O godz. 8.00 w całym kraju minutą ciszy uczczono pamięć tych, którzy zginęli w wojnie z Rosją. Jak mówił prezydent Wołodymyr Zełenski, to moment na zadumę. - To czas, by zastanowić się nad tym co jest ważne, wspomnieć tę chwilę. Pierwszy moment inwazji, chwilę, która wszystko zmieniła, podzieliła życie na to przed i po 24 lutego. Zmieniła każdego z nas. I musimy odpowiedzieć na pytanie: kim byliśmy do 24 lutego, kim jesteśmy i kim mamy się stać - podkreślał.
- Dziękujemy dzisiaj wszystkim, którzy stali, stoją i będą stali na straży granic, tym, którzy jako pierwsi rozpoczęli walkę - naszym strażnikom granicznym, piechocie, czołgistom, artylerzystom, służbom specjalnym, policji, Gwardii Narodowej, wywiadowi - dodał.
"Nie jest ważne co na pagonach, ważne jest to, co w sercach"
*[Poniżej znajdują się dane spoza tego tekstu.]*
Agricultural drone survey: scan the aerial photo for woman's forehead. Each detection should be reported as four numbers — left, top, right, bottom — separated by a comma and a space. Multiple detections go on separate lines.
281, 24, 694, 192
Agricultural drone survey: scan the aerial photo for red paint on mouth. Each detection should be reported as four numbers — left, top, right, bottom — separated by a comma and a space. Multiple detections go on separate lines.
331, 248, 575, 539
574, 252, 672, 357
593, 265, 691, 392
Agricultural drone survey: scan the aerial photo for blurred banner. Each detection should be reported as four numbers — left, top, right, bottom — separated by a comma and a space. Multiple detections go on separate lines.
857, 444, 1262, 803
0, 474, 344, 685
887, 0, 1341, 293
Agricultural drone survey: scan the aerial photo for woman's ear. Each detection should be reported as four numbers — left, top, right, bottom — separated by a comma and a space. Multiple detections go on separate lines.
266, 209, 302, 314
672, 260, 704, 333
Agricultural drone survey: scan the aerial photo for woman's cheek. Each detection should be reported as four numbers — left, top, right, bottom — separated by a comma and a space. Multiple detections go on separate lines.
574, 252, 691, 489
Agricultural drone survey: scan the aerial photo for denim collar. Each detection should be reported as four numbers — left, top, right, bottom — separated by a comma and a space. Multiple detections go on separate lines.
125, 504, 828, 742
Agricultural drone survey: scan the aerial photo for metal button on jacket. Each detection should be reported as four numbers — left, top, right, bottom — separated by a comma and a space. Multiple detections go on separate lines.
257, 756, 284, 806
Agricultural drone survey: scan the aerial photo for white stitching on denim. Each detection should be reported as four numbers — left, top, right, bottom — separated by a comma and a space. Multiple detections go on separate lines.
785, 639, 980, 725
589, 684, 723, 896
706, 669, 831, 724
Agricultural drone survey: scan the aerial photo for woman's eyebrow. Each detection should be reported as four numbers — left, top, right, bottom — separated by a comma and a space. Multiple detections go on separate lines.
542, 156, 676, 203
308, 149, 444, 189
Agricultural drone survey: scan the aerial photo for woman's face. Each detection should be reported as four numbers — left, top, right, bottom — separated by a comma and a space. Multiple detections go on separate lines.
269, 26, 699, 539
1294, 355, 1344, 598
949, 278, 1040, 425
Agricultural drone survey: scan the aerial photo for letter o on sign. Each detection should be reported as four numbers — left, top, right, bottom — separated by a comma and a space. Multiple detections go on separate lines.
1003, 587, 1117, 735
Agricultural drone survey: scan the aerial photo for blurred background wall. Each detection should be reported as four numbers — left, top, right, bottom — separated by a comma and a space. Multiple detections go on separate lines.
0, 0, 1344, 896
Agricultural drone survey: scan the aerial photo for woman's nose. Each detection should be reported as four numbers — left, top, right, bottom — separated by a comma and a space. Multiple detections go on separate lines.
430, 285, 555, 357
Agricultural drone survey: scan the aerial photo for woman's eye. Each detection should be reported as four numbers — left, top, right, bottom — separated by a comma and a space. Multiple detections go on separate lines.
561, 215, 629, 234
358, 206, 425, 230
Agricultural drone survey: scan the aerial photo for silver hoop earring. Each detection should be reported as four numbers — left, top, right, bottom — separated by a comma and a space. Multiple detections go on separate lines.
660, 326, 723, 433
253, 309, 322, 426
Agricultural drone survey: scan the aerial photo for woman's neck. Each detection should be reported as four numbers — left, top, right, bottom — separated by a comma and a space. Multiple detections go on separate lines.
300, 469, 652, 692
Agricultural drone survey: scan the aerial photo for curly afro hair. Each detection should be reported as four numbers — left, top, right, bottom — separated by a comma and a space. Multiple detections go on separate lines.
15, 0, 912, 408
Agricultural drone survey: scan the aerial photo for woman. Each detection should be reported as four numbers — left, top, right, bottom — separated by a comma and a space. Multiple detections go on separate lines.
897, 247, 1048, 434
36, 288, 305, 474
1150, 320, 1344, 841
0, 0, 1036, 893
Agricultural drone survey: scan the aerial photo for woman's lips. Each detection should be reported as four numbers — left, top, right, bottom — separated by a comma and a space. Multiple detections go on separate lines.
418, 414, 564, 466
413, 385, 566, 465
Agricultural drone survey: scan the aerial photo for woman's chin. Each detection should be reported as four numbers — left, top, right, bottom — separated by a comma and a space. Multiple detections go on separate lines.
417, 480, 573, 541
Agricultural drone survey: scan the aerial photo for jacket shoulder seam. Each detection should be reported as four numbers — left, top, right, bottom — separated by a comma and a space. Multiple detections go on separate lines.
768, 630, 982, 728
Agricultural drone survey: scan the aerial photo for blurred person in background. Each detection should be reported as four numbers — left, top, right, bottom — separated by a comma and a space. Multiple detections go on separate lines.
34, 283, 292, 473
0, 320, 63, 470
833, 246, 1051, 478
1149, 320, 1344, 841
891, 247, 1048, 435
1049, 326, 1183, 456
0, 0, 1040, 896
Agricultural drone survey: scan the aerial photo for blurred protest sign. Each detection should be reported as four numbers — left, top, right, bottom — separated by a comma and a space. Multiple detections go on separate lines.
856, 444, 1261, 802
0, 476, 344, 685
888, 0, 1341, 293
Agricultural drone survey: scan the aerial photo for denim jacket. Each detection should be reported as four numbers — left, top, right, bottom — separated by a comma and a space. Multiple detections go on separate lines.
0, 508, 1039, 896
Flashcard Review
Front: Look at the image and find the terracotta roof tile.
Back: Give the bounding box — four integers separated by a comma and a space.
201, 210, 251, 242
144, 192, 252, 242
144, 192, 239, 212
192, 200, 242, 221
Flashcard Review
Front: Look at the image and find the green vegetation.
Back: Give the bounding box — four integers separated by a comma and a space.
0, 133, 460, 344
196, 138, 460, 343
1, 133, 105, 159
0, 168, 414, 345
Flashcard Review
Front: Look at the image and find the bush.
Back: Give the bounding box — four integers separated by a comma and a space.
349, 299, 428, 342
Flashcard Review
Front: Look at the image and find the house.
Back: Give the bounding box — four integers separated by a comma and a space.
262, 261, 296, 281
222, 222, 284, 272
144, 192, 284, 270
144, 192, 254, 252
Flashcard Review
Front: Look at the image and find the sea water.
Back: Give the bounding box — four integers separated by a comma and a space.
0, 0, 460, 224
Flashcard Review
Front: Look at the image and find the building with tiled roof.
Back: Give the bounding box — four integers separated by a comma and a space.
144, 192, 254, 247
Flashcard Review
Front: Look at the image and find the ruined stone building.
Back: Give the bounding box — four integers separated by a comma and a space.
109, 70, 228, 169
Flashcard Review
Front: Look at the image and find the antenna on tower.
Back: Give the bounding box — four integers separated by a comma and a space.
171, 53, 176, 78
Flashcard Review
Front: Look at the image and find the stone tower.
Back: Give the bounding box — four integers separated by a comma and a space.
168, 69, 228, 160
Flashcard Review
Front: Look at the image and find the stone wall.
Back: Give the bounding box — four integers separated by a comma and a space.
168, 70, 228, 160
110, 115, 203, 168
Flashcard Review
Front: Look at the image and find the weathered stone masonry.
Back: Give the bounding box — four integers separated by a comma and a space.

Podkreślał, że obrońcy ojczyzny walczą o każdy metr ziemi od pierwszych chwil rosyjskiej inwazji. - Nie jest ważne co na pagonach, ważne jest to, co w sercach.
Prezydent Wołodymyr Zełenski mówił, że do obrony stanął cały ukraiński naród. - Ukraiński naród uczynił wszystko, by te słowa nie były tylko słowami, pustymi hasłami, a przerodziły się w czyn. I dziś odpowiadając na pytanie, co robiłem do 24 lutego mało kto nie odpowie: żyłem cywilnym życiem, byłem inżynierem, rolnikiem, aktorem , adwokatem. Byłem tym kim byłem, ale zostałem tym, kim musiałem. Obrońcą. I walczę - podkreślał.
14 lipca 2023 roku Rada Najwyższa postanowiła, że Dzień Obrońcy Ukrainy będzie obchodzony 1 października, a nie tak jak dotychczas- 14 października.